By Jumpshot’s estimate, there were ~75.6 Billion organic, browser-based search clicks available from Google in the US in Q1 2016. Three years later, than number is ~61.5 Billion. In 2019 Google sent ~20% fewer organic clicks via browser searches than they did in 2016.

It’s almost certainly true that non-browser-based searches like those in Google’s mobile search app, the Google Maps mobile app, Google Home, Amazon’s Alexa, Apple’s Siri, and others, also have large amounts of search volume, but… how much traffic they send to websites is hard to say.

What we know is that over the last three years, in browser-based searches, Google has grown the CTR of paid clicks by more than 75%. They’ve grown the percent of queries with zero-clicks by almost 12%. And, as a result, the organic CTR has dropped by more than 13% to 47.4%.

Desktop (as seen below) is accounting for only a small portion of that drop.

Mobile (as seen below) is responsible for the lion’s share of growth to paid, growth in zero-click searches, and the drop in organic.

All together, this data’s telling a narrative of loss, but only in one metric: percent of search traffic going to organic clicks.
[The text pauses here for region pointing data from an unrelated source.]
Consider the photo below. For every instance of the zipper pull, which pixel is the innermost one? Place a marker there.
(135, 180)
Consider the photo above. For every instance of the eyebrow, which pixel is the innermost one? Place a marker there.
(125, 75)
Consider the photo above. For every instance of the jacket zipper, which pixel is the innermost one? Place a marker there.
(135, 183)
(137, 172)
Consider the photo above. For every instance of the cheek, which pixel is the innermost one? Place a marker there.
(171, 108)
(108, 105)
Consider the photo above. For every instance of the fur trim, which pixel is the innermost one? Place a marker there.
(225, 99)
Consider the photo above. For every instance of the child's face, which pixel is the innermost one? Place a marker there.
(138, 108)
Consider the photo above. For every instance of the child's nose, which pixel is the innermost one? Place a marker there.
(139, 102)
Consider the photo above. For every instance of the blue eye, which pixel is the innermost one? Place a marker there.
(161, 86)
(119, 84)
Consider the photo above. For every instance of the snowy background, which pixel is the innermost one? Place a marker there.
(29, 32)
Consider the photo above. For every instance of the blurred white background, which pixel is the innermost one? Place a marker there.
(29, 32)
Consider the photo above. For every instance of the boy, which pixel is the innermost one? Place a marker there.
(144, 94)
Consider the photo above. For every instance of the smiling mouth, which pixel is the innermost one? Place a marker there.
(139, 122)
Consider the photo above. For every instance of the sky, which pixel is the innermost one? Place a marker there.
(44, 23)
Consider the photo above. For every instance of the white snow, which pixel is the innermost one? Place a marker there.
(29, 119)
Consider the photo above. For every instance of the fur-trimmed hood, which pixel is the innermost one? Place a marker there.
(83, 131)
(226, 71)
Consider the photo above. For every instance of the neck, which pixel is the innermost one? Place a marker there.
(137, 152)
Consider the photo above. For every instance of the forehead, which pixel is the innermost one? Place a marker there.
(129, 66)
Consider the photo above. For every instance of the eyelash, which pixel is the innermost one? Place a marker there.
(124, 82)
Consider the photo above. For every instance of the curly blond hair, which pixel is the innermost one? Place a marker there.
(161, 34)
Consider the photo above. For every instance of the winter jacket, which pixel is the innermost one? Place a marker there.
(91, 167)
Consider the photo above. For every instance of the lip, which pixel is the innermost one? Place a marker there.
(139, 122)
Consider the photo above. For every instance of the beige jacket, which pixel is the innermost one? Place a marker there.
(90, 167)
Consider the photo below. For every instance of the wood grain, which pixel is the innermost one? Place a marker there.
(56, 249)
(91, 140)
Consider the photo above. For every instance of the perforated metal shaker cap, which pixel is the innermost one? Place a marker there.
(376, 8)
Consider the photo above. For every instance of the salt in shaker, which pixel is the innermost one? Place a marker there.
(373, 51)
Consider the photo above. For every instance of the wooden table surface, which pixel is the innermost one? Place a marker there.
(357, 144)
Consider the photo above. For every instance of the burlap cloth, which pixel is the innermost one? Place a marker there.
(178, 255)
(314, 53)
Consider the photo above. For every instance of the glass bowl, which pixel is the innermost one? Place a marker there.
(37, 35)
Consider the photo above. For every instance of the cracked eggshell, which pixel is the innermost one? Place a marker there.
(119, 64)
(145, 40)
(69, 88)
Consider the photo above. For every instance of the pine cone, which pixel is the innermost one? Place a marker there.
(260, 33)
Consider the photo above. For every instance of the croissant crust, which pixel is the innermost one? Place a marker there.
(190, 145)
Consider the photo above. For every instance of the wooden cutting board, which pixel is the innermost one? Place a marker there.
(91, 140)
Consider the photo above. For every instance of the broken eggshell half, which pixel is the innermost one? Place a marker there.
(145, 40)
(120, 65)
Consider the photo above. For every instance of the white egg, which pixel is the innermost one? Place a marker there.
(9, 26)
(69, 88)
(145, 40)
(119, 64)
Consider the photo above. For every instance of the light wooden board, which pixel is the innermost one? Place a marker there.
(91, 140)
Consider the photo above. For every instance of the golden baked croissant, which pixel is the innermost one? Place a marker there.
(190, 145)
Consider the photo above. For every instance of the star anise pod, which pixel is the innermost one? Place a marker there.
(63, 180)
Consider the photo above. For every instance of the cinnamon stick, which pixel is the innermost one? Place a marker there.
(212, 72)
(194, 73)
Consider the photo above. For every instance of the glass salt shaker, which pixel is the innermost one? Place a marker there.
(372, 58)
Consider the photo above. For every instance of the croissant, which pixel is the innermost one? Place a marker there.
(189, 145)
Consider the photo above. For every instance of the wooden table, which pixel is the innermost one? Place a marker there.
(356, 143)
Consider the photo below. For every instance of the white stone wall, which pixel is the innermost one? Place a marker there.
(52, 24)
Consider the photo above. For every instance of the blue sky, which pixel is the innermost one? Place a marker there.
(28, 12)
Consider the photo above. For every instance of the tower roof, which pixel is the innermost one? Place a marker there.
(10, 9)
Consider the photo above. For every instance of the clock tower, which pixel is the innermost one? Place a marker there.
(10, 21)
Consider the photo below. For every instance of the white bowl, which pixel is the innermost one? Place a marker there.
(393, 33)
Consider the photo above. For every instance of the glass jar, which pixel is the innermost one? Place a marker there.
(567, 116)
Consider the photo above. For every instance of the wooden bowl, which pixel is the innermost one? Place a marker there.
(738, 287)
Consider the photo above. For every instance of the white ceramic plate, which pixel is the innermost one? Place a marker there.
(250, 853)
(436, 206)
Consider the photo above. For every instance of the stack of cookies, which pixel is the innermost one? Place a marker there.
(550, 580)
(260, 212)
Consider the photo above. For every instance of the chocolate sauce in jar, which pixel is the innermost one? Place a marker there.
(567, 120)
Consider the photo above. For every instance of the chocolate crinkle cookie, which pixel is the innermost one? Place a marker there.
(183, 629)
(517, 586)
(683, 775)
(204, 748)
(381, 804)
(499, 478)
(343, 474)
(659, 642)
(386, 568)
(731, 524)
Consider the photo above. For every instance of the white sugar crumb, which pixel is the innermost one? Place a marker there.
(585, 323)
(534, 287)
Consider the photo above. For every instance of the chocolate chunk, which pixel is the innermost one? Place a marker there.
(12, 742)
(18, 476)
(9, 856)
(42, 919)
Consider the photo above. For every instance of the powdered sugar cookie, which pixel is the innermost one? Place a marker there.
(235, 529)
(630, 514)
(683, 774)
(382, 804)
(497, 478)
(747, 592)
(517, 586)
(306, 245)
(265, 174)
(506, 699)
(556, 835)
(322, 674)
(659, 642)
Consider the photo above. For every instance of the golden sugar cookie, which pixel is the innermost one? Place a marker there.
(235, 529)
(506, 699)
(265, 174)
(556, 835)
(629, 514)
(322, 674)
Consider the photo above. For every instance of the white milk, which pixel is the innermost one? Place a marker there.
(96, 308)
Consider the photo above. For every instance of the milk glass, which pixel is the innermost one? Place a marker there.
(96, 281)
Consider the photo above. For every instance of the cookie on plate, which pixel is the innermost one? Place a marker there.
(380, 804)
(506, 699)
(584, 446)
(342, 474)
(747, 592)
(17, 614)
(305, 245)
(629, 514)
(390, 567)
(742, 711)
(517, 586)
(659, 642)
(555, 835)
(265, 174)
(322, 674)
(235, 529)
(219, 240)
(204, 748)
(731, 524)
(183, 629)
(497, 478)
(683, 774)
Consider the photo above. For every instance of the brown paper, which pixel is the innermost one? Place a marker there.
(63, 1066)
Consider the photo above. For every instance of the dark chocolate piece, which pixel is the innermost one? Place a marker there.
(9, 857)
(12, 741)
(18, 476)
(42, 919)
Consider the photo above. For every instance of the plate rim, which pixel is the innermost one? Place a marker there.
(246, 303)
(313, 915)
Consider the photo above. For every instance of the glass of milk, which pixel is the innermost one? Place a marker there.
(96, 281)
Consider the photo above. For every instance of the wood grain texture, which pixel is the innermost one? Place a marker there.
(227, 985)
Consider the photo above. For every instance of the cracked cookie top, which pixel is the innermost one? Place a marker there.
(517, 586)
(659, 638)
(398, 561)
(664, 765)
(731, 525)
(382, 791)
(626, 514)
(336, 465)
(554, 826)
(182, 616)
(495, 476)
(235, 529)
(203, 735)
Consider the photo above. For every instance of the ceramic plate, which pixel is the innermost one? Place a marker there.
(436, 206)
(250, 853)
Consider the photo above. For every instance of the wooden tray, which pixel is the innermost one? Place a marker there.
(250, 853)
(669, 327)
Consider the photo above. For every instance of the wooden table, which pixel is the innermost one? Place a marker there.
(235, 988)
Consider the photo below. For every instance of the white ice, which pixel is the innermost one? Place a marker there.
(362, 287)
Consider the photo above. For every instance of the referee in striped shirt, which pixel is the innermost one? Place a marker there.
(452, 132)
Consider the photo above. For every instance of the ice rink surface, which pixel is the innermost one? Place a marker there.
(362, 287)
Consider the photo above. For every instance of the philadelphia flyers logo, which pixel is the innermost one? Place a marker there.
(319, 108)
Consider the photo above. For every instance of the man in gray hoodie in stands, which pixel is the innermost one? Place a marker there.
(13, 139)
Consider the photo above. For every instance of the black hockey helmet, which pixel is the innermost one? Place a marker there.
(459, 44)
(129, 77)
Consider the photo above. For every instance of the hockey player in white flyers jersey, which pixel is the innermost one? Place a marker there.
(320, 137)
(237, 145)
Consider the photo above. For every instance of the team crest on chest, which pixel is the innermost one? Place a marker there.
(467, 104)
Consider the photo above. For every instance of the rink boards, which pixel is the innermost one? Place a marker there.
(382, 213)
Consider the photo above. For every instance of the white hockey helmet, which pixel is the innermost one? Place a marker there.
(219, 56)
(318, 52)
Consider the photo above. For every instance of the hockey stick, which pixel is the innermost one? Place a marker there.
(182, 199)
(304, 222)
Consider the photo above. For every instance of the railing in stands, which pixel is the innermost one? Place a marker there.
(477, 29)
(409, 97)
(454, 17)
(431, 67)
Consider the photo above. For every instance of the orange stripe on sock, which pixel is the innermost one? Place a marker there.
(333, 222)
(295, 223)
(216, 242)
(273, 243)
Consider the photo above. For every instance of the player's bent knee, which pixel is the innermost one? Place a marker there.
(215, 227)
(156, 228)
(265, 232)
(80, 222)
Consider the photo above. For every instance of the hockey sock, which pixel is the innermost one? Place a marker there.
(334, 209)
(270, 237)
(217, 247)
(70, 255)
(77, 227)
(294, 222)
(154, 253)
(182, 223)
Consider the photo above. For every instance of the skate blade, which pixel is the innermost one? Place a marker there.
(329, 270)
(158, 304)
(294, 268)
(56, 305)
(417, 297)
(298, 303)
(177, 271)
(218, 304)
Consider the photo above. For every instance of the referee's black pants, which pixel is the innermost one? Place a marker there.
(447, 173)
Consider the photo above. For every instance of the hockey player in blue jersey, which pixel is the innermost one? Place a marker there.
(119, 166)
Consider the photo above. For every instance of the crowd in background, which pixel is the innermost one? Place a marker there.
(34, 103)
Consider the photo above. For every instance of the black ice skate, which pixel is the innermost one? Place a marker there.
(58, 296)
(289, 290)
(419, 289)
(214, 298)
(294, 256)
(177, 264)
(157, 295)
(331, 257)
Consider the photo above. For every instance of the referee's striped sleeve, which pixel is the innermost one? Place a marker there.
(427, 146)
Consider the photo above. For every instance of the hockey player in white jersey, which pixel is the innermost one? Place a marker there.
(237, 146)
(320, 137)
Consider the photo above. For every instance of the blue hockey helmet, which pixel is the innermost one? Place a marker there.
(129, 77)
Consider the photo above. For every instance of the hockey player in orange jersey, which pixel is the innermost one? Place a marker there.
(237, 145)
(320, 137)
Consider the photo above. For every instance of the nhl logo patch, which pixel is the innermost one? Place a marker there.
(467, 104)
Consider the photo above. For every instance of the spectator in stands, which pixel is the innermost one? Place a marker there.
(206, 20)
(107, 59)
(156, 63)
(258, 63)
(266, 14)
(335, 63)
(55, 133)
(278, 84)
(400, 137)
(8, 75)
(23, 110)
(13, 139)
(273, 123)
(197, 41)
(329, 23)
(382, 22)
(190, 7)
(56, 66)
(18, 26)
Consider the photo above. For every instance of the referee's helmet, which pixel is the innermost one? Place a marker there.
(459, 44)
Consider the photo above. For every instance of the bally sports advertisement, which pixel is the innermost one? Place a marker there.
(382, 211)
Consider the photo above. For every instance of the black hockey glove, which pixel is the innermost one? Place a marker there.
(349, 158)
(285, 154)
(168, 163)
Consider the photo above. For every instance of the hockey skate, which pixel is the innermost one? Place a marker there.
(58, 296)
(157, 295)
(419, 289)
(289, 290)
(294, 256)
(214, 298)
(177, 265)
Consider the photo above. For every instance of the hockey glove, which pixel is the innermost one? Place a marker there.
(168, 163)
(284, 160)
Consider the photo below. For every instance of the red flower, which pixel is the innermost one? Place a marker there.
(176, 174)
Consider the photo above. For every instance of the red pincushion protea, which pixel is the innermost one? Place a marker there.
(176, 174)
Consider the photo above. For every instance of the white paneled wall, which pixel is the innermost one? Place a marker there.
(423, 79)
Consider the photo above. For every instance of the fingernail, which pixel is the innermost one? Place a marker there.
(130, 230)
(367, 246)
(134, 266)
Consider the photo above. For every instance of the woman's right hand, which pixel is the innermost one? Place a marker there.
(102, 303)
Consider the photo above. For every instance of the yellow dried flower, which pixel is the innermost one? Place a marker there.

The reasons I’m still very hopeful and optimistic about SEO are:

  • Google is still growing! Desktop and mobile browser activity have largely plateaued, but mobile app search has almost certainly compensated for more than this relatively small decline the past three years.
  • That means there are probably MORE total searches, and MORE total traffic available than three years ago, and definitely more than 5, 7, or 10 years ago.
  • A search ending in zero-clicks is not useless to marketers or publishers. Yes, the metrics are harder to track and the ability to convert a visitor to take action is reduced, but the ability to influence that searcher still very much exists. For that reason, I think we’ll see a huge rise in demand and services for On-SERP SEO, the practice of optimizing the results page in Google to deliver the message a publisher, brand, or organization desires.
  • I think Google’s going to be relatively cautious about increasing the percent of traffic they send back to their own properties given the upcoming US Dept. of Justice investigation into whether they’ve violated antitrust regulations.
  • The press is holding Google’s feet to the fire a little more than they have in years past, and that pressure will also help keep the search giant’s self-promotional proclivities in check.

All that said, I think fear about where Google’s search traffic goes is entirely reasonable. Google has more than 94% of the US search market, they send more than 10X as much traffic as the next leading referrer on the web (Facebook), dominate the online advertising market (with 38% of all digital ad revenue to Facebook’s 22%), and control (perhaps to a dangerous degree) the livelihoods of millions of small business owners, startups, publishers, and web creators. A skeptical, watchful eye over such a powerful beast is certainly needed.

*Postscript on Jumpshot’s methodology: Jumpshot collects billions of searches every month from more than 100 million devices around the world, including 10M+ in the US (the basis for the data here). However, this data does not include any iOS devices, and is limited to activity in mobile and desktop browsers. This means searches that happen in apps, like the Google mobile Search app (which mostly, but not perfectly mimics mobile, browser-based search) are not accounted for, and would further add to these totals. Also excluded are searches that occur on voice-only devices like Google Home or Amazon’s Alexa.

**Postscript on YouTube Desktop vs. Mobile: Because Jumpshot’s clickstream data doesn’t track clicks that open an app (like the YouTube app, installed on nearly every Android device in the US), I’ve reported desktop numbers. My friends over at Jumpshot tell me they’re looking into the clicks that open or send the user to a mobile app, and we may have that data to share in the future.